The British artist and illustrator Ronald Searle died aged 91 on the 30th December 2011.
Searle’s distinctive, scrawled style of illustration is instantly recognisable and is well known across the world, most famously seen in his St Trinian’s cartoon.
St Trinians is set in a girl’s boarding school, based on Searle’s sister’s experiences at school in Cambridge.
But the drawings that stick with me the most, that I returned to time and again as a child, are those from the Nigel Molesworth books (written in the mid 1950s). These books are set in the fictional boys prep school of St Custard’s and are written (complete with terrible spelling and grammar) in the voice of the eponymous anti hero Nigel Molesworth as he encounters sadistic school masters and his fellow pupils, all of whom displease him.

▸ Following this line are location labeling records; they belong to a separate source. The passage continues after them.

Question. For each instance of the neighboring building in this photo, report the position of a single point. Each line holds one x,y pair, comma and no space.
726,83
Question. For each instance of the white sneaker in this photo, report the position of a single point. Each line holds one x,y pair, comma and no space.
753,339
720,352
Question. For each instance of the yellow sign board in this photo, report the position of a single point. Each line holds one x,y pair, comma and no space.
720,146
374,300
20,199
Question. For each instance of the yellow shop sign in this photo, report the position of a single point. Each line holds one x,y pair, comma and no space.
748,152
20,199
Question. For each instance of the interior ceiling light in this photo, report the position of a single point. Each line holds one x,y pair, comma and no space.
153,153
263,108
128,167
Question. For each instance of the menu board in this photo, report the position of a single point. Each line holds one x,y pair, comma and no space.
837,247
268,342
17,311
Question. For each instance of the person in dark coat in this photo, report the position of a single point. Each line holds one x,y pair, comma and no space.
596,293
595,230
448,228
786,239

The books are a wonderful, satirical look at the prep system in England in the 1950s. When I attended prep school in the early 90s, there were still, unbelievably, some dinosaur-like masters teaching Latin who almost seemed like living Searle caricatures.

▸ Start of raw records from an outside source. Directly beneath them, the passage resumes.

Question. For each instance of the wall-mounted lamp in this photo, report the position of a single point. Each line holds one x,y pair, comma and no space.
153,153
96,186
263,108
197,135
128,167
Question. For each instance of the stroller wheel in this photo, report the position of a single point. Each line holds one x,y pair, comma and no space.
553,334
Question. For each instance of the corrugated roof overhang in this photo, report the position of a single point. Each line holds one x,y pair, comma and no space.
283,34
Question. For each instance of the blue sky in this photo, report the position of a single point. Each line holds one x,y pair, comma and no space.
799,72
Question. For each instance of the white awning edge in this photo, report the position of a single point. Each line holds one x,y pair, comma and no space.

Aside from his school illustrations, Searle was known for his illustrations made during his time in a Japanese prisoner of war camp in Singapore during his army service during the Second World War. Hiding his drawings to keep them from confiscation by prison guards, the surviving artwork recovered when the camp was liberated in 1945 is an important record of the brutality of life as a prisoner of war.
Aside from his own books, Searle undertook commissions from publications such as The New Yorker, as well as advertising work, like the image below for Church’s Shoes.
I thoroughly recommend the Molesworth books as a comedic snapshot in time of British boarding school life, along with some great old slang and of course great illustrations.